Due to new rebranding efforts, Target is ditching the concept of bringing students into the store in favor of a new approach: bringing the store to students through pop-up shops and small-format stores.

This fall, first-year St. Thomas students missed out on the late-night experience of shopping for college essentials and pick up free samples with their fellow students.

“As a freshman, it was a huge convenience to have an event where I could pick up things I needed from Target while meeting new people,” sophomore Hazel Erickson said. “Two birds with one stone.”

There wasn’t a Target Run at St. Thomas this year, nor a small-format store or pop-up shop. However, there is currently one small-format store on the University of Minnesota campus.

According to the Commercial Observer, pop-up shops are a relatively new concept, originating in the early 2000s as a way for companies to bring their wares directly to customers without having to commit to a long-term brick-and-mortar store.

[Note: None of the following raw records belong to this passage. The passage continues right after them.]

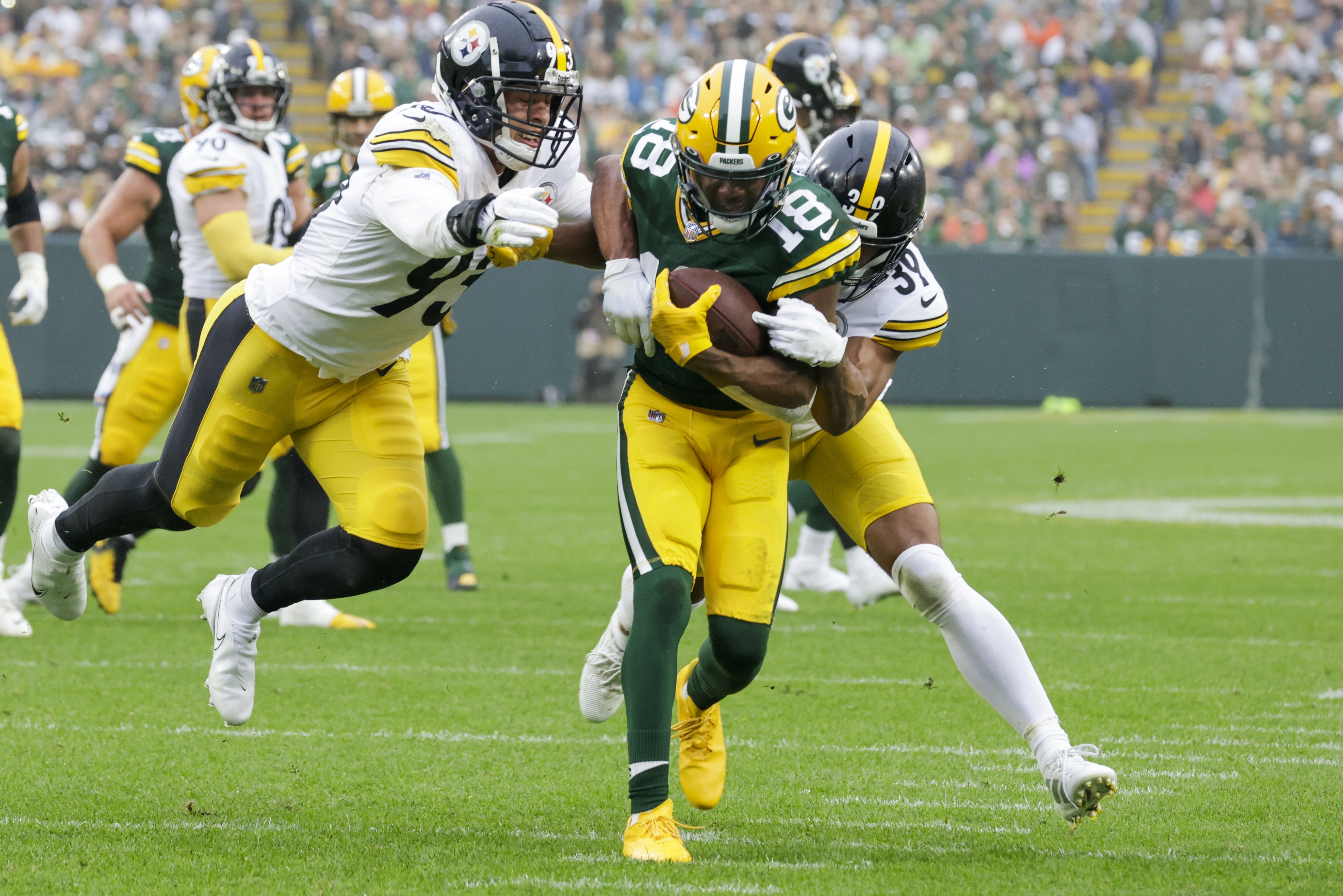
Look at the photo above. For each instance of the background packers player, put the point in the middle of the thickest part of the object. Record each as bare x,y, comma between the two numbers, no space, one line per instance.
890,306
356,101
703,479
315,346
27,306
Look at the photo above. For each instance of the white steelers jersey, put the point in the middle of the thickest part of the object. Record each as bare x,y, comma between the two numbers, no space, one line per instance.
356,296
219,160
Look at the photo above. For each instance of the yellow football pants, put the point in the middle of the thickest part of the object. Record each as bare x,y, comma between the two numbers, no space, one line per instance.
429,390
248,393
863,475
11,400
706,490
147,393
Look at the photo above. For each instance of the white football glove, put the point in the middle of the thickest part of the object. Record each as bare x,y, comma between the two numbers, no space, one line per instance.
516,218
29,297
628,302
802,334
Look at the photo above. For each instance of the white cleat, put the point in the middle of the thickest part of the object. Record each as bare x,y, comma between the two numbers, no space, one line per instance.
813,574
868,582
599,686
1076,784
13,625
233,671
61,588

Through Target’s pop-up shops at schools such as the University of Nevada, Las Vegas and Arizona State University, students can order items like mini-fridges and futons online and then have them delivered to campus, as well as pick up things like dorm storage and decor.

After move-in is over, the stores are dismantled. However, Target is also trying a more long-term approach through small-format stores. In July, four new small-format stores were opened and three more are projected to open this fall.

Small-format stores consist of a limited selection of products, but with an emphasis on products that college students are more likely to need. Examples include dorm-room decor, cleaning supplies and grocery items.

“It’s part of our plan to open nearly 30 new small-format stores by the end of 2017,” Target’s corporate website says. “Today, there are 45 small-format stores across the country, and we’ll operate more than 130 of them by the end of 2019, to serve guests in areas we haven’t been able to before.”

As of right now, the closest Target to the St. Paul campus is 2.2 miles away on Hamline and University avenues.

“I think it would be very beneficial to have a Target shop on campus,” sophomore Sarah Becker said. “For lots of students Target is a clothing store, grocery and pharmacy. It would make shopping much more convenient.”

Solveig Rennan can be reached at renn6664@stthomas.edu.

One Reply to “No Target Run for St. Thomas students as company turns to pop-up shops”

  1. There is a smaller Target (w/ pharmacy even closer in Highland Park. Easy for St. Thomas students to get to via bus, car, bike or walking.